Par Pierre-Raymond Dumas

Graphiste de profession, Natalie Jean est une écrivaine aguerrie et reconnue, car ses ouvrages sont éloquemment dans l’air du temps grâce à son sens du direct. Reconnue et louangée à juste titre, elle a déjà obtenu plusieurs prix et distinctions qui témoignent de sa réussite incontestable. Ses nouvelles et ses romans, si on les met bout à bout, en disent long sur la justesse de son écriture servie par un registre thématique foisonnant et parfois enjoué. Le goût des pensées sauvages, paru en 2020, en est un exemple frappant, une sorte de quintessence.

Rempli de bonnes intentions, mais pas exempt de gravité, ce recueil de neuf nouvelles rend l’intime ordinaire à plusieurs égards. Le résultat est un poignant condensé miracle, car lire Natalie Jean – tout au moins la nouvelliste imposante et irrésistible – c’est un exercice stimulant alimenté ou ponctué par des images fulgurantes, des histoires palpitantes de vie et de tendresse, l’usage de la forme autobiographique, mais qui est là le miroir de nos propres sensations. La breveté n’est pas seulement narrative ici, elle est la stratégie prégnante de ces nouvelles où l’imprévisibilité domine par touches délicates, avec des intermittences du cœur. Qu’elle fouille dans sa propre enfance (Un jour peut-être), se passionne pour son père itinérant tard connu (Samedis), met en exergue un jeune couple qui devient parents (Fin), raconte la fascination d’un peintre pour une apprentie écrivaine (Canicule). Natalie Jean qui a déjà publié trois recueils de nouveaux et deux romans se montre aussi habile que passionnante. Mais elle se soucie aussi, comme on l’a vu dans le titre éponyme du recueil Le goût des pensées sauvages et Ma belle ombre, du caractère extensif, volatile, impressionniste du cadre de vie qui échappe au réductionnisme propre au récit réaliste où les points de repère thématiques prédominent très clairement.

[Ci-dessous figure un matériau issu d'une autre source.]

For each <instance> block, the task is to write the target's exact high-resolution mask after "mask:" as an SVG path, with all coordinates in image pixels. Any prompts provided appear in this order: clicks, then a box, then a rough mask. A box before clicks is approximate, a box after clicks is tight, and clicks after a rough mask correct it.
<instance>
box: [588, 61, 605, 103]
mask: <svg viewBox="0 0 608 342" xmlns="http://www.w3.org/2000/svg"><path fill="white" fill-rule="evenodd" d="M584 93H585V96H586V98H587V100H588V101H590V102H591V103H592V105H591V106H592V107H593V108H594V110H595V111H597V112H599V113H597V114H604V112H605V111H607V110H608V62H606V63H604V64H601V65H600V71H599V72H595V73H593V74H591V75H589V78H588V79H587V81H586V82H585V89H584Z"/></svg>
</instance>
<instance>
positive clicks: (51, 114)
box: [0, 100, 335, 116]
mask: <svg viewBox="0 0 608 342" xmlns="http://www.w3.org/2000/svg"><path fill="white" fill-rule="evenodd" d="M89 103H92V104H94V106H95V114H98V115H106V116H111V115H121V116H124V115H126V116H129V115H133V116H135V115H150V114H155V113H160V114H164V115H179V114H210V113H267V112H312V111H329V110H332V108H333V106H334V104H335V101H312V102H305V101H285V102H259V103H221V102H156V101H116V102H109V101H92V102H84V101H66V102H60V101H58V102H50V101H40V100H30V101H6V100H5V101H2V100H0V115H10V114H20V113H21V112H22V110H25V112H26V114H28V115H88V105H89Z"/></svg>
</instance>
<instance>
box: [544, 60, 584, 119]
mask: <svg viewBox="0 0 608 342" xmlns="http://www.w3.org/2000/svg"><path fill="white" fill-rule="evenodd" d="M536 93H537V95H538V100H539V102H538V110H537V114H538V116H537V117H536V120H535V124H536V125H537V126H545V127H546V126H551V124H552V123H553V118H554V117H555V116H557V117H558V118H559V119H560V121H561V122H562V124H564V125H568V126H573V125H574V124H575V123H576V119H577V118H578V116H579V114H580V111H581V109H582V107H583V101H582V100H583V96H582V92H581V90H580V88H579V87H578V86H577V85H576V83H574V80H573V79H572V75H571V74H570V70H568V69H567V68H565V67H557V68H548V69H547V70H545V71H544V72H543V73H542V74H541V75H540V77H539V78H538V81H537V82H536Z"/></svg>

Figure rassurante et laborieuse de la littérature canadienne d’expression francophone, Natalie Jean qui puise son inspiration du monde qui l’entoure use de ses récits d’une sensibilité alliée à un ton épatant souvent, mais parfois triste, acide. Ses récits sont donc empreints de sentiments familiaux et familiers, interpersonnels et courants notamment, et mettent en scène des personnages équitablement féminins dignes du Québec d’hier et d’aujourd’hui avec leurs préoccupations matérielles et leurs visions ou pulsions intimes. Ces personnages sont issus de l’expérience de la nouvelliste ou de son imaginaire. Et croyez bien que Le goût des pensées sauvages publié par Leméac mérite bien de figurer dans votre bibliothèque ou d’être partagée avec un proche!